Responsible investing is also gaining traction as investors are putting their money toward companies that show a high level of corporate social responsibility. In his annual letter to CEOs, the head of Blackrock, a large investment firm, opined last month, “Purpose is not the sole pursuit of profits but the animating force for achieving them. Profits are in no way inconsistent with purpose.”
Today’s customers and employees alike assign their loyalties to organizations that contribute to making the world a better place and to improving people’s lives. Businesses, in turn, are responding and embracing the concept of “profit with purpose.” What was once seen as the purview of social enterprises and non-profit organizations is becoming the mantra for businesses of all types.
While a myriad of functional and emotional motivators drive our purchasing decisions, we also expect businesses to be proactive in solving long-standing societal issues, ranging from gender and income inequality to access to clean water.
At the Gustavson School of Business, we are firm believers in the principle of responsible management — the idea that businesses benefit from being accountable to communities and society, as well as to investors. To understand Canadians’ perceptions of trust in more than 300 different brands, and how those perceptions are shifting, we conduct an annual survey. We measure the beliefs that brands deliver on their promises of reliability, quality and good value, that they communicate with us fairly and treat us well as customers and that they play a positive role in society.
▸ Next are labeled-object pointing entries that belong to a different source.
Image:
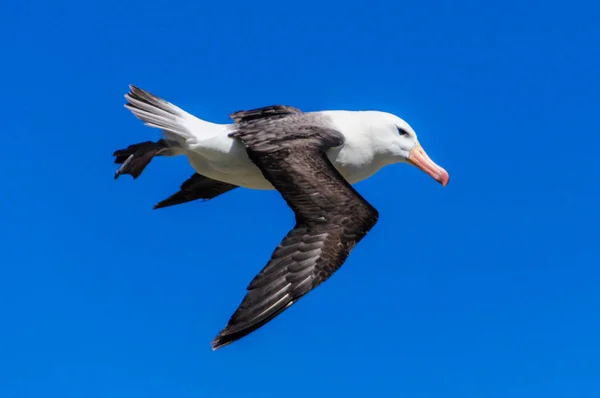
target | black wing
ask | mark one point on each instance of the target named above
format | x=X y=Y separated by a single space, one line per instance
x=272 y=111
x=331 y=218
x=194 y=188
Every year, the index provides new insights into consumer behaviour and interactions with brands. The results of the most recent index highlighted that besides the functional performance of a brand (quality, reliability, value for money) and the way it relates to its customers, consumers also pay close attention to a brand’s values and its social responsibility. In other words, consumers embrace brands that reflect the values they hold high and they shun those that fall short. Brands such as MEC that translate individual feedback into tangible improvements consistently earn our trust. On the other hand, brands that violate our trust through active malfeasance or a lack of transparency remain mired at the bottom of our rankings. The key indicator of a business’s success isn’t what it takes from society, but what it gives back.
The good news is that more organizations are recognizing that the revenue-generating side of a business and the socially responsible side are inextricably linked. Many brands have started to leverage the power of innovation as it relates to both product and social impact.
For instance, U.S. waste-recycling firm TerraCycle recently announced a waste-free shopping platform called Loop as a way to address the large volumes of plastic waste that is being dumped into our oceans. Eight of the 10 companies that Greenpeace has listed as the world’s largest contributors to the plastic waste crisis are to run a pilot Loop scheme, aimed at reducing the use of disposable containers.
Brands that confront our anxieties and address them in honest and authentic ways will forge more meaningful relationships and earn the loyalty of consumers.
With the emerging trend for investors to buy into companies that deliver positive social change alongside financial returns it will be interesting to see which businesses embrace the concept of profit with purpose.